Sam Wall | News Editor
Tuesday, February 14th was a chilly day, with the sun easing towards the horizon by the 4pm start time for the Women’s Memorial March. The March occurs every year on Valentine’s Day to remember and seek justice for missing and murdered Indigenous women. This event is of particular importance in northern communities, as highway 16, also known as the Highway of Tears, runs through the dense forest where many Indigenous women have gone missing or been found murdered. This year, about 100 people were in attendance to pay their respects, and share their time with various speakers at the Courthouse. The event culminated in performances at the Prince George Native Friendship Centre, after a march from the Courthouse.
The event began with an opening prayer and welcome to the Lheidli T’enneh territory by Darlene Macintosh. The Master of Ceremonies, Ken Solonas, directed the speakers, the first of which was Angelique Levac. Levac runs a specialty shop downtown called Angelique’s Native Arts, where she sells Indigenous clothing, jewelry, and birch bark art. Levac spoke about her experiences with losing someone to the Highway of Tears, as she lost her sister. She reminded us that we must not give up the fight for justice for these women. Next to speak was Brenda Wilson, the Highway of Tears Coordinator for Carrier-Sekani Family Services, who spoke about losing her sister Ramona Wilson in 1994. Since then Wilson has been an activist against the growing toll the Highway of Tears has taken on Northern communities.
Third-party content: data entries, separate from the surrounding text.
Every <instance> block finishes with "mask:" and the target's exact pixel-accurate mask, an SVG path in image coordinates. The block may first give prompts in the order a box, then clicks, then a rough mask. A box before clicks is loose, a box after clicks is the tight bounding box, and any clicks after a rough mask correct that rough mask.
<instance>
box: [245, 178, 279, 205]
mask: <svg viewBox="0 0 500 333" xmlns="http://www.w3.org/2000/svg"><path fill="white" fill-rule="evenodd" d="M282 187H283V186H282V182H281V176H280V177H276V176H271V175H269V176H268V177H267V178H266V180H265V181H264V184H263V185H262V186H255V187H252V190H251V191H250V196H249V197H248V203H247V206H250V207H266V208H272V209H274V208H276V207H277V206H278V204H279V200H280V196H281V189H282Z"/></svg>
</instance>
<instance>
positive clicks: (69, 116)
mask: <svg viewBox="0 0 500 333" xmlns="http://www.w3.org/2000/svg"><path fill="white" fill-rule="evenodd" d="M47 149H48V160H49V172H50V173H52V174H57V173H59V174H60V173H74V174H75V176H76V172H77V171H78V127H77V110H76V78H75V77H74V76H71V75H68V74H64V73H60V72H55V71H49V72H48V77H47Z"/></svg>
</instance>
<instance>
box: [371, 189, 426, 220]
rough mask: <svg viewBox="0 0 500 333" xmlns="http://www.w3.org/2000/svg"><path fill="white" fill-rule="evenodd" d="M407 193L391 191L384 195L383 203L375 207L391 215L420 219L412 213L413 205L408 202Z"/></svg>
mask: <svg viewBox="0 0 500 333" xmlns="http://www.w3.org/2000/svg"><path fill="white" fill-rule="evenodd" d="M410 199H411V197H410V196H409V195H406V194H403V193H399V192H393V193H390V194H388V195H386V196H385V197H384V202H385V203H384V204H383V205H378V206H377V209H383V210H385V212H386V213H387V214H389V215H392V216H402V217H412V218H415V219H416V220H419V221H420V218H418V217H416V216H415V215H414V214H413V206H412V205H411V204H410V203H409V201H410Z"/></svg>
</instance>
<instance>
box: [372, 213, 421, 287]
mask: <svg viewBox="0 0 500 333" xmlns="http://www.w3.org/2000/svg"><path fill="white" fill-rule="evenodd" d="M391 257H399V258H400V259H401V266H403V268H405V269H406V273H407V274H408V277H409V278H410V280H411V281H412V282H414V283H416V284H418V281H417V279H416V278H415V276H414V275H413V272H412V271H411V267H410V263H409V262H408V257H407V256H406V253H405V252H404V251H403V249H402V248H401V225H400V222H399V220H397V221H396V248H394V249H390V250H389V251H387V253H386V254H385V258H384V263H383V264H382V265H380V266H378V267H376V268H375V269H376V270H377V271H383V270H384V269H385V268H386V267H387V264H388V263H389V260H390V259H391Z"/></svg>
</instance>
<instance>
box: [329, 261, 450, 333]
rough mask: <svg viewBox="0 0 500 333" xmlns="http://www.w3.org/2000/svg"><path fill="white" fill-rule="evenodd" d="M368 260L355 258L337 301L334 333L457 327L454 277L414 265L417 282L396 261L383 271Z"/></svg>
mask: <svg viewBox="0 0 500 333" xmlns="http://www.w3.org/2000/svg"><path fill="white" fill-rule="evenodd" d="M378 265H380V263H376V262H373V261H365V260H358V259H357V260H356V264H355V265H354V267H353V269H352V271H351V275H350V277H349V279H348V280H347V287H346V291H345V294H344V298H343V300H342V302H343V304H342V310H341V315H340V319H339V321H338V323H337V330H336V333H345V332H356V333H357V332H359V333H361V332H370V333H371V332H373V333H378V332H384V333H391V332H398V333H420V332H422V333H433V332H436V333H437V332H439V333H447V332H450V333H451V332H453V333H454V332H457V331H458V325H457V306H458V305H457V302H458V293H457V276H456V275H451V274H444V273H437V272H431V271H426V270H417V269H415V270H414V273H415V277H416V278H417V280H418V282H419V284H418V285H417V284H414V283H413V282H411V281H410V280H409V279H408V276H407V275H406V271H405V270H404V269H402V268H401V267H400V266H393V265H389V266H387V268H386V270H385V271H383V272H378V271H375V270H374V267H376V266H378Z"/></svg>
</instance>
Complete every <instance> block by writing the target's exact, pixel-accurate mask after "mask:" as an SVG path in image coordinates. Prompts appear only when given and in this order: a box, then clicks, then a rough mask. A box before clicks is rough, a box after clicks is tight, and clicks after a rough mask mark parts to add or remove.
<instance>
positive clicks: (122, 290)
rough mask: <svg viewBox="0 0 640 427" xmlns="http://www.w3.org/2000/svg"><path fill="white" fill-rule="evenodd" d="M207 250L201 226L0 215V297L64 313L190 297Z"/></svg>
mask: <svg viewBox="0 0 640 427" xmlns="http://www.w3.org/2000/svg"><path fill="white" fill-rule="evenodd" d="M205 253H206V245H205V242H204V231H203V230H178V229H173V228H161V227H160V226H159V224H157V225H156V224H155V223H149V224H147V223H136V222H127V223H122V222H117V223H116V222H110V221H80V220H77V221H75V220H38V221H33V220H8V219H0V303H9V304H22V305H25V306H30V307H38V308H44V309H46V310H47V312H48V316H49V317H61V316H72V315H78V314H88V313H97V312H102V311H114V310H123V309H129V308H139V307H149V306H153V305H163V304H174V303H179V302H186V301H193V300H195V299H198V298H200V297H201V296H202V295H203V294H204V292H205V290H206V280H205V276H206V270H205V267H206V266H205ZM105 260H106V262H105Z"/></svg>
Though it has been a long time, and a lot of work, Wilson is happy to see changes happening, such as the first bus between Smithers and Moricetown. Implementing a bus system along highway 16 was recommended at the Highway of Tears Symposium in 2006.
Terry Teegee, Tribal Chief of the CarrierSekani Tribal Council, also spoke about Ramona, as she was his cousin, and others he has lost. He emphasized the need for better legislation around violence against women and girls. Laura Nordin, Executive Director of Surpassing Our Survival (SOS), an organization that provides support for survivors of sexual violence, spoke of the changes she has seen over the years, and how inspired she is by everyone working together on this problem. Cindy West from the Elizabeth Fry Society emphasized the importance of continuing this work, especially around raising awareness of the issues. Dawn Hemingway from Northern Fire/Women North Network also emphasized similar tenets of raising awareness and working together. The final speaker, Sarah Boyd from the Northern Women’s Centre at UNBC discussed political activism and the possibility of creating a physical memorial for the Indigenous women who have gone missing or been murdered.
With the speeches complete, the Khast’an Drummers led the crowd in a march to the Prince George Native Friendship Centre. With most of the 100-person audience arriving in a small hall, there was a close and comfortable atmosphere as elders, children, and everyone in between shared refreshments. The evening was wonderful and inspiring as Kym Gouchie, backed up by the Khast’an Drummers, performed several powerful songs of loss, love, and community.
The Women’s Memorial March originally began in the Downtown Eastside of Vancouver in Coast Salish Territories. It was founded on February 14th, 1992, when a Coast Salish woman was found murdered on Powell Street. The March is now in its 27th year of honoring vulnerable women who have been lost to all types of violence.